First Course: Tomato Soup
Tomato soup is ridiculously easy, but people are always amazed by it. A few cans of tomatoes, some chicken broth, butter and onions, toss in some wine or white vermouth, season to taste. Hit with an immersion blender to get it smoother. Towards the end I added in some half and half, and then did a decoration with Salvadoran-style crema. (Some of the last minute ingredients and Mexican direction had to do with a visit to the International Market with Paul's sister Alaina. As I ran about gathering certain products, she was entranced by the piñatas, knockoff perfumes, and live tilapia. She wasn't as excited when I showed her the frozen aisle of offal.)
Second Course: Shrimp & Salad
Nothing terribly surprising with the salad here, just mixed greens and shredded broccoli stalks with yellow tomatoes and a red wine vinaigrette. However, I used part of the vinaigrette (along with some fresh lime juice) to marinate the shrimp for about 15 minutes. Right before serving, I quickly sautéed the shrimp in olive oil over high heat, had Paul dim the lights, and then I splashed in vodka and set the whole thing on fire. Flames went up a good three feet in the air, and I did not lose my eyebrows. The shrimp emerged perfect: cooked just right, plump and juicy, and slightly sweet from the quick caramelization.
I know this looks like more of a summer dish, but bear in mind that Memphis that day hit 18°C/65°F. We could have had an outdoor cookout if it hadn't been raining.
Third Course: Pork Tenderloin with Mole
Easy part out the way: the asparagus was just blanched and quickly grilled, and the pork tenderloins were butterflied, smeared with sage pesto, trussed up, and roasted.

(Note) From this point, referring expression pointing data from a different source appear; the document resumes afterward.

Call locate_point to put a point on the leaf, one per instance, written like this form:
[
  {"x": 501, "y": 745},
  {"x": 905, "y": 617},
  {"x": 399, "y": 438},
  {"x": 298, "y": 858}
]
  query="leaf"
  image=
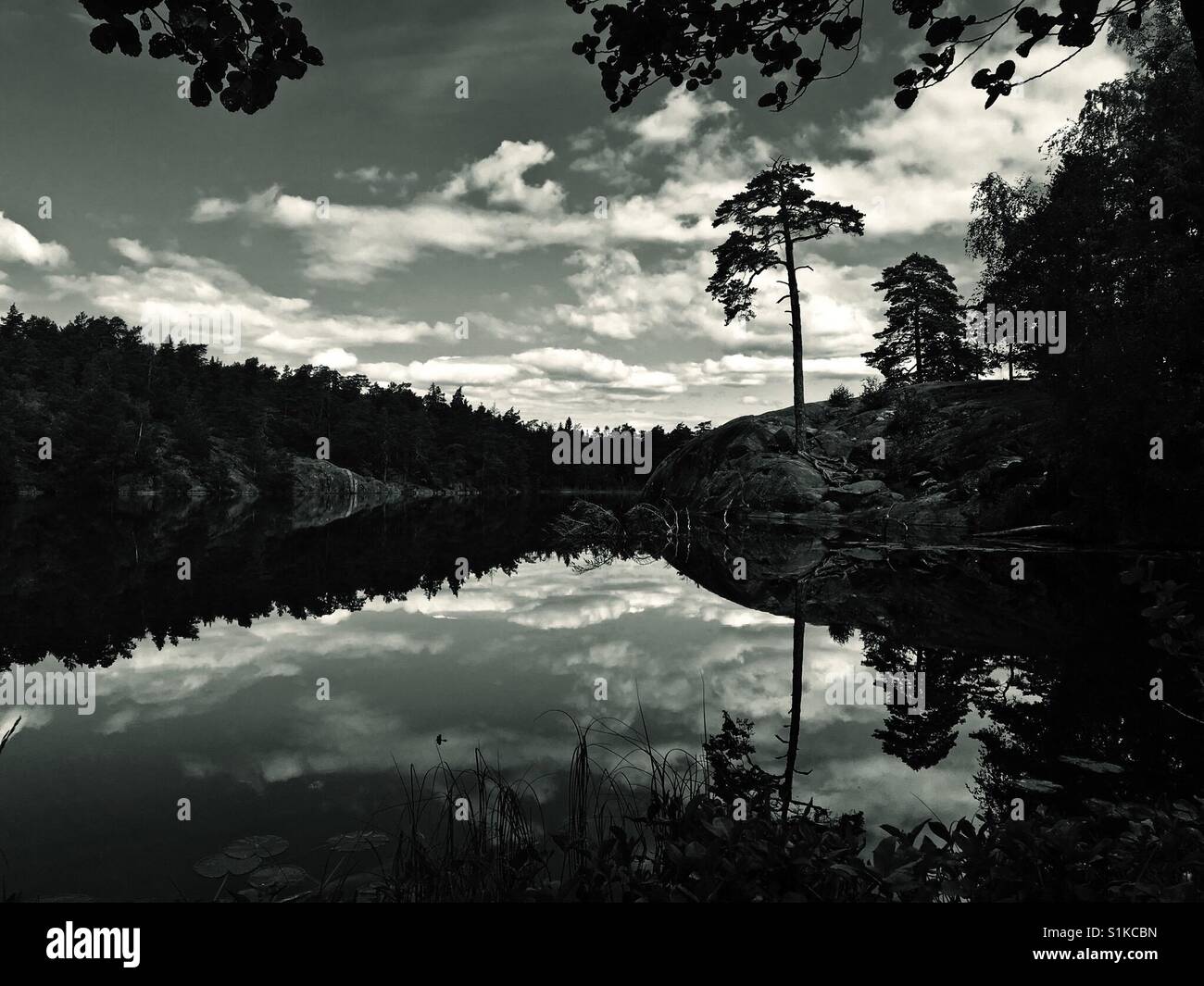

But what's that on top of the pork?
I had never made a mole sauce before this dinner, but I was familiar with the theory. There's no one established recipe--dozens of variations exist in print and likely thousands are made in the homes and restaurants of Puebla. With the theory in mind I just winged it. I took four dried ancho chiles, toasted and reconstituted them in chicken broth, and began building the sauce. I added in some of the leftover tomato soup, garlic, and three little pie wedges of Abuelita chocolate. I blended everything and let the sauce simmer for an hour, and then I added in a bunch of walnuts. Another go-round with the immersion blender, and I had a fairly thick sauce. (In the future, I'll add fewer nuts, but this worked out well.) I was concerned that the sauce was a little too hot for my guests, but as it simmered the flavors blended and mellowed out.
The end result was incredible, and people were licking their plates and going back for seconds. I was quite happy with the way it turned out, but I want to explore some other variations involving different chiles, pumpkinseeds, and dried fruits like prunes or raisins. Traditional moles can have upwards of 30 ingredients, and I'm barely topping 10 here.
We had two red wines with the savory, flavorful main course. Both were gifts from Dave and Mike Rickert, friends of mine that generously passed these bottles along during Paul's recent visit with them. The 2008 Schug Pinot Noir is from the Sonoma Coast and clocks in at 13.5% abv. It has a dusty strawberry profile, nonexistent tannins, and a very mild finish. Extremely light and restrained.
The bigger hit was the 2008 Saint Cosme Côtes du Rhône. A pure Syrah at 14% abv., this was nutty with a lovely black cherry profile, well-balanced tannins, and a finish of tart raspberry and raspberry seeds. This one matched particularly well with the mole sauce.
Capping off the evening, Grace made her famous crème brûlée and we settled back with Australian Port and other libations... Groans were heard around the living room as people settled in to digest the big meal (even all four dogs were worn out), and one by one people headed home or nodded off. Big thanks as always to Paul for providing the hosting location, and I'm looking forward to more fun in the kitchen in 2011.